Kamu Node is a Kubernetes-native set of applications designed to be easily installable on-premise and in private cloud.

This diagram shows a complete deployment of Kamu Node and Kamu Web Platform:

Kamu Node and Platform deployment components

Dataset Storage

ODF datasets are always safely stored in the storage of your choice, separate from the rest of the system. Multiple storage systems are supported.

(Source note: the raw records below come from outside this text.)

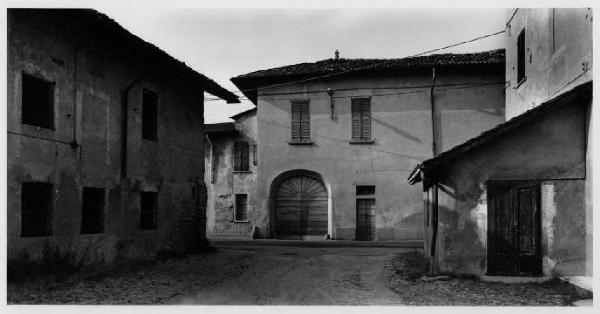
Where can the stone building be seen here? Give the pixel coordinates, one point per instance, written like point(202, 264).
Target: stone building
point(231, 168)
point(517, 200)
point(336, 136)
point(104, 135)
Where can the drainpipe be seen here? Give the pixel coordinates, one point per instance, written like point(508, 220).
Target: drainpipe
point(434, 196)
point(210, 159)
point(124, 123)
point(74, 143)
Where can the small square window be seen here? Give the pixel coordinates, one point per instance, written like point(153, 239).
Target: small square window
point(150, 116)
point(92, 211)
point(96, 64)
point(148, 211)
point(241, 207)
point(365, 190)
point(37, 102)
point(37, 203)
point(241, 153)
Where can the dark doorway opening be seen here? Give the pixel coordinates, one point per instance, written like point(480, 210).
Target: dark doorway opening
point(514, 228)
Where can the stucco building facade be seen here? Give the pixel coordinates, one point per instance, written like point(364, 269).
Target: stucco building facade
point(93, 129)
point(231, 169)
point(517, 200)
point(332, 150)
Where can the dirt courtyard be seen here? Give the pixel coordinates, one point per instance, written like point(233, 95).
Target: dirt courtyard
point(245, 273)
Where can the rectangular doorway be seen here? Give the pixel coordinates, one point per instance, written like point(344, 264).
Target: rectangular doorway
point(514, 228)
point(365, 219)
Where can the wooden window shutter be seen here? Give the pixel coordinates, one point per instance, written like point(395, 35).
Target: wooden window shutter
point(300, 121)
point(295, 121)
point(305, 123)
point(366, 119)
point(356, 119)
point(245, 156)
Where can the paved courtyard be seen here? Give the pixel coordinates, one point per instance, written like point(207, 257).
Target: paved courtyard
point(286, 273)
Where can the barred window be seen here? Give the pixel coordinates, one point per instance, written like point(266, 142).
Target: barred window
point(241, 153)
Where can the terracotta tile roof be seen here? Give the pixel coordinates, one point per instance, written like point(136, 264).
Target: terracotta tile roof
point(250, 81)
point(238, 115)
point(94, 18)
point(224, 127)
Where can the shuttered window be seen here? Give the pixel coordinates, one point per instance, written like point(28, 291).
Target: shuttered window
point(521, 56)
point(361, 119)
point(300, 122)
point(241, 207)
point(241, 155)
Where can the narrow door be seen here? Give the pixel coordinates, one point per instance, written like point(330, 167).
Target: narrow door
point(365, 219)
point(514, 229)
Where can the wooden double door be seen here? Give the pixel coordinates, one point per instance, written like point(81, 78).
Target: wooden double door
point(514, 228)
point(301, 208)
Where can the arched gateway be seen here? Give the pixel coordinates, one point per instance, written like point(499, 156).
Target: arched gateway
point(299, 204)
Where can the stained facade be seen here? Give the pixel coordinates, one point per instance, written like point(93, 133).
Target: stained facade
point(331, 150)
point(93, 128)
point(517, 200)
point(232, 165)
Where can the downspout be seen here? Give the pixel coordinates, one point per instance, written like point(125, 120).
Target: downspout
point(74, 143)
point(434, 196)
point(210, 158)
point(124, 123)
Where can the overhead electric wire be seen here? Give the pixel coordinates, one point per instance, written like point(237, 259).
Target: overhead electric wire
point(364, 67)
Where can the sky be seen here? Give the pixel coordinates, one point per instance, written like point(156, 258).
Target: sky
point(223, 43)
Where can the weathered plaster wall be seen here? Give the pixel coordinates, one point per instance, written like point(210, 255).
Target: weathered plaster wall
point(88, 109)
point(558, 54)
point(550, 149)
point(227, 183)
point(401, 128)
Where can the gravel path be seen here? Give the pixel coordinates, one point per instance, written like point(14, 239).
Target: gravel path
point(287, 275)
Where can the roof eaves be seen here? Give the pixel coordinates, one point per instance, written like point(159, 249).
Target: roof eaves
point(431, 165)
point(208, 84)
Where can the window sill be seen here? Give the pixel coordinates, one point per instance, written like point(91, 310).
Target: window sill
point(361, 142)
point(300, 143)
point(520, 82)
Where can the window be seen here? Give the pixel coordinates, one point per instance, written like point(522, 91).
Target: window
point(148, 211)
point(300, 122)
point(150, 116)
point(521, 56)
point(365, 189)
point(241, 207)
point(241, 154)
point(96, 65)
point(36, 209)
point(92, 211)
point(37, 102)
point(361, 120)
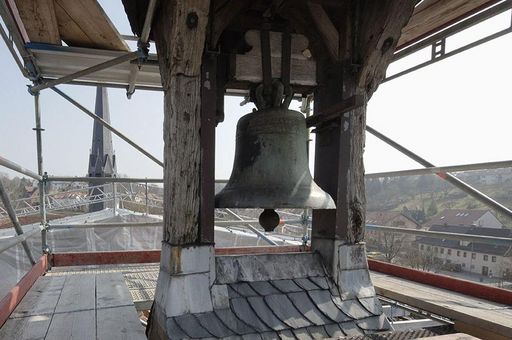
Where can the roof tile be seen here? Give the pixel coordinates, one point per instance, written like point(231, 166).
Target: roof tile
point(263, 288)
point(213, 325)
point(230, 320)
point(323, 301)
point(244, 312)
point(286, 286)
point(189, 324)
point(303, 303)
point(318, 332)
point(265, 313)
point(306, 284)
point(285, 310)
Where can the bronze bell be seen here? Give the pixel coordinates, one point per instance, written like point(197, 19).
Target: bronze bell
point(271, 165)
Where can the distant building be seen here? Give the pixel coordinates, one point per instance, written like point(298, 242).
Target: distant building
point(391, 219)
point(466, 218)
point(480, 258)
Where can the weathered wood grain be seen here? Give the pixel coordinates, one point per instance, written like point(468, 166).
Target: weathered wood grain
point(38, 17)
point(180, 32)
point(459, 307)
point(326, 28)
point(83, 23)
point(431, 14)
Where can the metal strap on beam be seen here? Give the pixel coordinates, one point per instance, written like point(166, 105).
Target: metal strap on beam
point(502, 241)
point(14, 219)
point(18, 168)
point(104, 179)
point(107, 64)
point(437, 169)
point(10, 242)
point(108, 126)
point(444, 175)
point(142, 44)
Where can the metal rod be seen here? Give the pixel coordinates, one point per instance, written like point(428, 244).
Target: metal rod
point(40, 171)
point(103, 179)
point(10, 242)
point(503, 241)
point(18, 168)
point(153, 224)
point(450, 168)
point(146, 29)
point(444, 175)
point(108, 126)
point(15, 222)
point(452, 30)
point(101, 66)
point(143, 43)
point(13, 52)
point(252, 228)
point(450, 54)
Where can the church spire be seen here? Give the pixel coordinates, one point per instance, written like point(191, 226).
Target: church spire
point(102, 160)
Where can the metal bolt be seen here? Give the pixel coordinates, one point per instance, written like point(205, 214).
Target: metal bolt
point(192, 20)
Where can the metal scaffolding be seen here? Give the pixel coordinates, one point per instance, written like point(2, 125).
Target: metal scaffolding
point(26, 56)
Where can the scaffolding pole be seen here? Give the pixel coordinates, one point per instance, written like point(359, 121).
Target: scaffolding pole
point(108, 126)
point(102, 66)
point(40, 171)
point(15, 221)
point(444, 175)
point(18, 168)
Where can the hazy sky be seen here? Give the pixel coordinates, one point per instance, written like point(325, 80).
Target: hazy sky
point(453, 112)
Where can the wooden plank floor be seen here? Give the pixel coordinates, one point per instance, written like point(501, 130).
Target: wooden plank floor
point(478, 317)
point(87, 306)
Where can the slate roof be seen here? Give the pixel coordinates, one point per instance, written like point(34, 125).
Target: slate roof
point(472, 246)
point(249, 304)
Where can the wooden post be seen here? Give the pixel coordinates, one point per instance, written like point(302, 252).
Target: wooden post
point(180, 30)
point(369, 32)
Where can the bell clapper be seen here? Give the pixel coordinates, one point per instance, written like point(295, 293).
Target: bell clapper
point(269, 219)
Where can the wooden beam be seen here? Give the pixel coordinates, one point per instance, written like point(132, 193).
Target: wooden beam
point(83, 23)
point(431, 15)
point(179, 30)
point(38, 17)
point(369, 31)
point(326, 28)
point(16, 294)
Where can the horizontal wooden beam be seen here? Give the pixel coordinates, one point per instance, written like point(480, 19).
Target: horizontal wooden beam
point(335, 111)
point(13, 298)
point(153, 256)
point(445, 282)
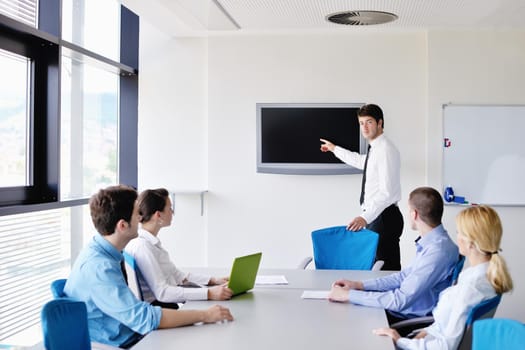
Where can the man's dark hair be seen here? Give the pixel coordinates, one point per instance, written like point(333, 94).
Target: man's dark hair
point(110, 205)
point(428, 203)
point(371, 110)
point(151, 201)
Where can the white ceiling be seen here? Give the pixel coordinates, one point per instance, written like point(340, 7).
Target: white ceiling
point(215, 17)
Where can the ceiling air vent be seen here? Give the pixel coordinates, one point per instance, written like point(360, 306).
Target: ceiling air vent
point(361, 18)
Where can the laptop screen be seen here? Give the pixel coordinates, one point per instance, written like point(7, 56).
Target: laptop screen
point(244, 272)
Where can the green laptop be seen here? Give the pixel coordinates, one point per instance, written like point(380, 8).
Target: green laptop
point(243, 273)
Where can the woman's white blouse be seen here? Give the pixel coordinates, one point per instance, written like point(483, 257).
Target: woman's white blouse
point(160, 278)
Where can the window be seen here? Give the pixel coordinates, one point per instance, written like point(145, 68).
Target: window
point(14, 120)
point(61, 138)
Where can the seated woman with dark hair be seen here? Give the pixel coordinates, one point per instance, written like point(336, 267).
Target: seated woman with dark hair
point(161, 281)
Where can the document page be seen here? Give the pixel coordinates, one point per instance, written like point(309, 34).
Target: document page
point(270, 279)
point(315, 294)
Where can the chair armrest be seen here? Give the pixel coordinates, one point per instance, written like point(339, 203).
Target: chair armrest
point(378, 265)
point(304, 263)
point(409, 328)
point(417, 321)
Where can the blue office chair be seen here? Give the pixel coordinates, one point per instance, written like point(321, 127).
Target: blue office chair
point(498, 333)
point(132, 270)
point(336, 248)
point(64, 324)
point(485, 309)
point(57, 288)
point(457, 269)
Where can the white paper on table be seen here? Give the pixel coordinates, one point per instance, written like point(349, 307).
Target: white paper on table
point(271, 279)
point(315, 294)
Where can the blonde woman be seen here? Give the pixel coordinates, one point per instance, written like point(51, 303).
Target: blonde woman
point(479, 237)
point(161, 280)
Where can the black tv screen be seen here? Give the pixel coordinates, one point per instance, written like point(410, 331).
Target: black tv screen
point(288, 137)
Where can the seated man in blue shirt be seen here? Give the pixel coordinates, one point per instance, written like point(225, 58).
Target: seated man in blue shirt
point(413, 291)
point(115, 315)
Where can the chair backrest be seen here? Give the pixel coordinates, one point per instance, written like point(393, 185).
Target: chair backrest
point(65, 325)
point(457, 269)
point(57, 288)
point(498, 333)
point(132, 270)
point(483, 310)
point(339, 249)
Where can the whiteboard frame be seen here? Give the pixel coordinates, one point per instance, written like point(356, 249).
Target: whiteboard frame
point(444, 165)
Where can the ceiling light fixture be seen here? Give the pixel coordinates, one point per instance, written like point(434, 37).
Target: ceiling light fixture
point(361, 18)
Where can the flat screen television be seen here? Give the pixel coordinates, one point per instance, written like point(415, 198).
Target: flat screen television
point(288, 137)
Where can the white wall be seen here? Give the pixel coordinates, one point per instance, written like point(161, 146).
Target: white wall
point(479, 68)
point(197, 130)
point(276, 213)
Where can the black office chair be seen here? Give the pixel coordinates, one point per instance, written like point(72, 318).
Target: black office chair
point(57, 288)
point(132, 270)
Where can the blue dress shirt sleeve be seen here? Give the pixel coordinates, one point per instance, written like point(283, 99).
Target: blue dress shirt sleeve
point(415, 284)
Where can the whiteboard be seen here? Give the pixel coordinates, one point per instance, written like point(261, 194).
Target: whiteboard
point(484, 153)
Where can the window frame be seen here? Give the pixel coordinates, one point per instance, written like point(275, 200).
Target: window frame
point(44, 47)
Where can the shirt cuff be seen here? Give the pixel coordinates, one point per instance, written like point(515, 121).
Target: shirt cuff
point(369, 284)
point(196, 293)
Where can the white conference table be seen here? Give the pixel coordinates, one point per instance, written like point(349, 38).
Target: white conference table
point(276, 317)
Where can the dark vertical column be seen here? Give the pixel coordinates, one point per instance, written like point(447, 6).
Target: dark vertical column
point(129, 55)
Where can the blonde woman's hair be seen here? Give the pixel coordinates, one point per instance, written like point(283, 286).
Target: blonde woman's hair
point(482, 226)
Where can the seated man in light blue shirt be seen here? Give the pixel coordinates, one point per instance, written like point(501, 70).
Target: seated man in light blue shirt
point(115, 316)
point(413, 291)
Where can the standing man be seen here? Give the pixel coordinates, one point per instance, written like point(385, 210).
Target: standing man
point(115, 316)
point(381, 185)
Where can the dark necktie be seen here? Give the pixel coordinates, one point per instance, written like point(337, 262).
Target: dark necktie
point(123, 268)
point(362, 198)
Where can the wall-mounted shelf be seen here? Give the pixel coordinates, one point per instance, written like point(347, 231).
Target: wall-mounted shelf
point(200, 193)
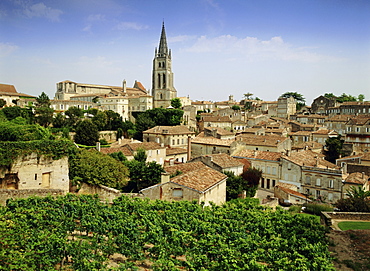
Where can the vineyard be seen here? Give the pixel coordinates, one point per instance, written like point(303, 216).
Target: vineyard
point(81, 233)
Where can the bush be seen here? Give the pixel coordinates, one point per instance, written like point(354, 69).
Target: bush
point(317, 208)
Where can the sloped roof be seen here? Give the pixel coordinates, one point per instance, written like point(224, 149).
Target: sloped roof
point(210, 140)
point(200, 179)
point(263, 155)
point(216, 119)
point(357, 178)
point(310, 159)
point(4, 88)
point(224, 160)
point(172, 151)
point(172, 130)
point(186, 167)
point(259, 140)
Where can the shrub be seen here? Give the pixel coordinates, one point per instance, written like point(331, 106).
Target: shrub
point(317, 208)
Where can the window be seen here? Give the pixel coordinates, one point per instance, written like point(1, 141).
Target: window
point(177, 192)
point(308, 179)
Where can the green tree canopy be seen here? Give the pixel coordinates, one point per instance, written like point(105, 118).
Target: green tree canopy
point(333, 148)
point(299, 97)
point(93, 167)
point(86, 133)
point(2, 103)
point(43, 111)
point(176, 103)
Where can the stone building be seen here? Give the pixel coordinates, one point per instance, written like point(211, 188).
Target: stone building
point(169, 136)
point(193, 181)
point(163, 89)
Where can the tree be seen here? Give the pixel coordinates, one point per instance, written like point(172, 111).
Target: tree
point(176, 103)
point(234, 185)
point(2, 103)
point(358, 200)
point(252, 176)
point(93, 167)
point(43, 111)
point(86, 133)
point(346, 98)
point(333, 148)
point(100, 120)
point(248, 95)
point(73, 115)
point(297, 96)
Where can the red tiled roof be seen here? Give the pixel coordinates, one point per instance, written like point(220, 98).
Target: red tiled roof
point(200, 179)
point(174, 130)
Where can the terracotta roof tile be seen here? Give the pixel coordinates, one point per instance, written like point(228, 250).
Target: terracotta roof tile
point(200, 179)
point(173, 130)
point(263, 155)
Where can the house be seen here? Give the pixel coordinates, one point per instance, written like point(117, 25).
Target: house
point(312, 175)
point(170, 136)
point(177, 154)
point(266, 142)
point(205, 106)
point(203, 145)
point(35, 172)
point(221, 162)
point(215, 121)
point(356, 179)
point(288, 194)
point(219, 133)
point(321, 104)
point(286, 107)
point(358, 133)
point(190, 181)
point(10, 95)
point(155, 152)
point(322, 135)
point(268, 162)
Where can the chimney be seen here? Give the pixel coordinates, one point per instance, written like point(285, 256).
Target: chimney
point(165, 177)
point(124, 88)
point(189, 148)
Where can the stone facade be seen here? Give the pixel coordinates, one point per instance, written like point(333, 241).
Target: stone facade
point(33, 172)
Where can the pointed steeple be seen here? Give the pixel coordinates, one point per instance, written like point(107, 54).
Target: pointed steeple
point(163, 49)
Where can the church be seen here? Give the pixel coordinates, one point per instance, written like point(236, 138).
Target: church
point(125, 100)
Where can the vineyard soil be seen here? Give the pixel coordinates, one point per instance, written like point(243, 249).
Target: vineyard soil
point(350, 249)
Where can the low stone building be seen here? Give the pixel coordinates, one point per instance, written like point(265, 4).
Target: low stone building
point(221, 162)
point(33, 172)
point(192, 181)
point(170, 136)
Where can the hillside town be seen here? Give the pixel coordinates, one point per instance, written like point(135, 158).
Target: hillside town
point(303, 152)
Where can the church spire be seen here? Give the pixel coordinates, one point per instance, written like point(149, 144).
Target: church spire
point(163, 49)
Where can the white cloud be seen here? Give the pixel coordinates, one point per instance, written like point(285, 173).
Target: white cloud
point(254, 49)
point(180, 38)
point(7, 49)
point(131, 25)
point(41, 10)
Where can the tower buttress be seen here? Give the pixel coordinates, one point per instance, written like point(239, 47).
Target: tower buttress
point(162, 77)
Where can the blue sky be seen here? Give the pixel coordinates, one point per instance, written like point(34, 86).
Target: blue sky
point(219, 48)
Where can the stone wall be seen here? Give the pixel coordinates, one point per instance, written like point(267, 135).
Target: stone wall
point(6, 194)
point(105, 194)
point(358, 168)
point(327, 217)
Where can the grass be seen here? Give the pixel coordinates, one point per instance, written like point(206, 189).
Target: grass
point(354, 225)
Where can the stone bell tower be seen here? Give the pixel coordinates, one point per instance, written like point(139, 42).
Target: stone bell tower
point(162, 79)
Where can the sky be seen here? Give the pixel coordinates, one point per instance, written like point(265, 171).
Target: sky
point(219, 48)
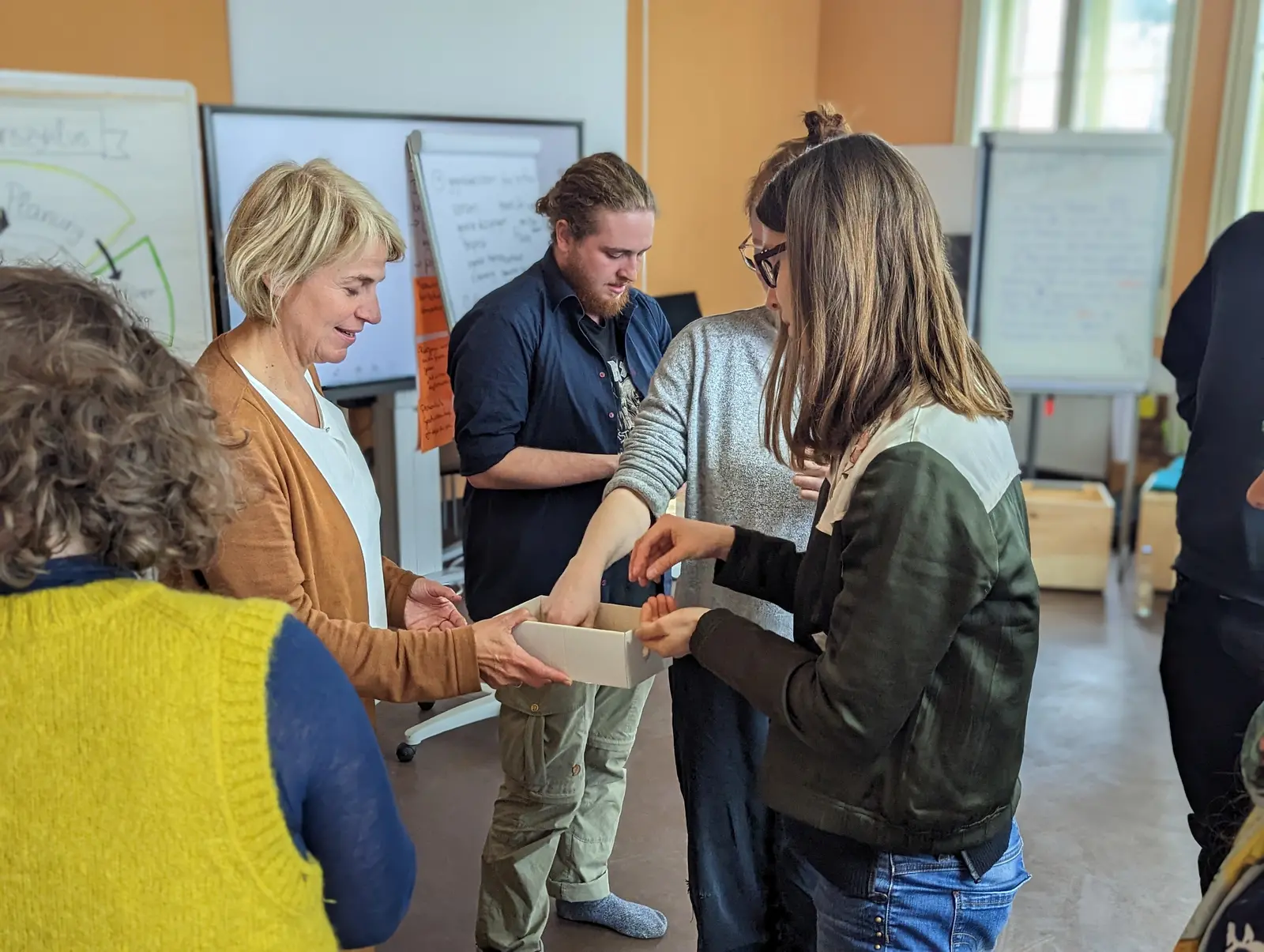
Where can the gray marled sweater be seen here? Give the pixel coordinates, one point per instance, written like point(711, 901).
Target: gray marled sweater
point(702, 425)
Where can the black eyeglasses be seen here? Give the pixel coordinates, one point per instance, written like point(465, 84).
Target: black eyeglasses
point(765, 265)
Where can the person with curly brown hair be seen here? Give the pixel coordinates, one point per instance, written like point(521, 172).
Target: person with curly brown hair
point(181, 770)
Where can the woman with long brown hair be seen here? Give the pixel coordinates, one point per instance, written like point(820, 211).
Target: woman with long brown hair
point(897, 713)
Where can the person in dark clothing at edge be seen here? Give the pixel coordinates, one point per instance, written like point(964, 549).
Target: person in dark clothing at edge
point(899, 712)
point(1213, 661)
point(547, 373)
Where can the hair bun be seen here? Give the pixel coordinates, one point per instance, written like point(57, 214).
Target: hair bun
point(825, 123)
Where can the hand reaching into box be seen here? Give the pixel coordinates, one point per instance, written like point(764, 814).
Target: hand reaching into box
point(667, 629)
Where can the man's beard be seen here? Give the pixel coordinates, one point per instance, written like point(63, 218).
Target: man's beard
point(592, 296)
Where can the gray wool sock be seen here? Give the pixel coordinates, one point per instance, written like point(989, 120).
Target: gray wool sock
point(636, 922)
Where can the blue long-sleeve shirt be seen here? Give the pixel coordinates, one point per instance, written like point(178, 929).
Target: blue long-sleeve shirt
point(333, 784)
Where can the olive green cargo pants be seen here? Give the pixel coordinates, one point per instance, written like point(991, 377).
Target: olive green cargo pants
point(564, 752)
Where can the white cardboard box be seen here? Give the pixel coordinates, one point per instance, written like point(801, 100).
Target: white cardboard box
point(606, 654)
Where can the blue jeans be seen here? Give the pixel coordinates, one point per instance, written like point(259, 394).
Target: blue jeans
point(743, 878)
point(920, 903)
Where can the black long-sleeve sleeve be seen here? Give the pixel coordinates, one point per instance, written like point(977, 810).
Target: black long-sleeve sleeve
point(1186, 341)
point(762, 566)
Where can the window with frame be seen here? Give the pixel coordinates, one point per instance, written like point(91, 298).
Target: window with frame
point(1116, 52)
point(1251, 187)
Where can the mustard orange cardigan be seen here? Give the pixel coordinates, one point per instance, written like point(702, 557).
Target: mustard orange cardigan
point(292, 541)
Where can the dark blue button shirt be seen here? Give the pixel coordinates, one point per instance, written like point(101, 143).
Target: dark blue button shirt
point(525, 374)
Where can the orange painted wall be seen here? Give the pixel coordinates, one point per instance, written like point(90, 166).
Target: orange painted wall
point(162, 40)
point(728, 80)
point(1207, 94)
point(891, 67)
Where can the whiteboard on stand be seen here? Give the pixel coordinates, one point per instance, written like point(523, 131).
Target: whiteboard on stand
point(1071, 258)
point(480, 195)
point(104, 175)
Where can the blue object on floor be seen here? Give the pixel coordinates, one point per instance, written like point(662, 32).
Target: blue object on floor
point(1166, 480)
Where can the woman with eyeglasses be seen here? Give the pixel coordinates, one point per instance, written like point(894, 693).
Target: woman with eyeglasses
point(897, 712)
point(699, 427)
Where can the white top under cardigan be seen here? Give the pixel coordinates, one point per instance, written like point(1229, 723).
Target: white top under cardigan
point(338, 457)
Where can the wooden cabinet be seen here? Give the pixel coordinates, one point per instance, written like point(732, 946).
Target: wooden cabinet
point(1071, 524)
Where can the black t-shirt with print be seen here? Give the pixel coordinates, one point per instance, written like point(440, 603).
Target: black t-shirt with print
point(610, 344)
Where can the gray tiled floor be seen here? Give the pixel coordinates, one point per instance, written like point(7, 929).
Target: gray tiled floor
point(1103, 812)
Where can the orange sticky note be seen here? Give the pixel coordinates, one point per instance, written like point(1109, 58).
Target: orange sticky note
point(436, 423)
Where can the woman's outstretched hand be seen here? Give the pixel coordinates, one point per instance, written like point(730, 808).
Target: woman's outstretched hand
point(502, 663)
point(665, 629)
point(674, 540)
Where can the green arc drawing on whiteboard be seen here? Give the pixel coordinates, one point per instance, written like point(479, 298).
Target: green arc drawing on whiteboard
point(58, 215)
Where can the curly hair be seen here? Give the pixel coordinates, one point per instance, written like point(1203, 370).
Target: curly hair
point(105, 436)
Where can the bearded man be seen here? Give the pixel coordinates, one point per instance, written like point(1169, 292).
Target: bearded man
point(547, 373)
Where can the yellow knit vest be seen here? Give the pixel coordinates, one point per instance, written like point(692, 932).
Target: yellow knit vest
point(138, 808)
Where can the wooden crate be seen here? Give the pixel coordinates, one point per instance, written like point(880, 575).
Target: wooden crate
point(1157, 545)
point(1071, 531)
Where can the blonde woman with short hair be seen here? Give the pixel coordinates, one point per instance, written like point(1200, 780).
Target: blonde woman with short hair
point(303, 256)
point(897, 712)
point(180, 770)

Root and derivative datasets can be stored separately, so that only root datasets were (geo-)replicated to safeguard them from catastrophic loss of data. The property that derivative datasets can be fully reconstructed from metadata can enable significant cost savings.

Operational Storage

This set of storage systems is needed for operating the node and web platform.

Node data:

  • Metadata - used for efficient access to metadata chains of datasets without making too many queries to dataset storage
  • Flows & Tasks - stores the configuration, execution state, and history of various operations performed by the node (ingesting data, derivative transforms, data queries)
  • Monitoring - stores traces and metrics for monitoring the health of the deployment

Web platform data:

  • Auth - stores user and organization accounts, permissions, and linked cryptographic keys
  • Governance - stores issues, discussions, comments, attachments and other information associated with datasets

Node

Data Processing Layer

To perform data-intensive operations on datasets the node maintains a pool of engines of needed type and version (see also Supported Engines). Acting as a Kubernetes controller the Engine Provisioner decides when to start and stop individual engine pods based on demand, configuration, and available capacity in the cluster.

The current demand for data processing is managed by the Task Scheduler that prioritizes individual tasks and hands them over to executors.

API Layer

These services are the “brain” of the node. They serve API requests as well as decide when to perform various processing and maintenance tasks on datasets and pipelines.

Data-intensive operations like push ingest and SQL queries are handled by the Data Gateway component that exposes data under a wide variety of protocols for reading and writing.

All other kinds of requests are handled by the pool of API Server components that provide access to all functionality of the node via GraphQL and REST APIs.

Services communicate with one-another via Event Bus component.

Web Platform

Kamu Web Platform is a browser application that is served to the browser as a set of static files. The Web Server pods are stateless and linearly scalable. Since application files change infrequently, they can be fronted by a CDN to optimize loading times and decrease the traffic to the deployment.

Web platform application running in a browser communicates with API Server via GraphQL protocol.

Optionally, other front-end applications like Jupyter Hub and Apache Superset can be deployed to provide data science and business intelligence capabilities on top of Kamu Node. We often include them in our deployment examples to show how to connect them to Kamu.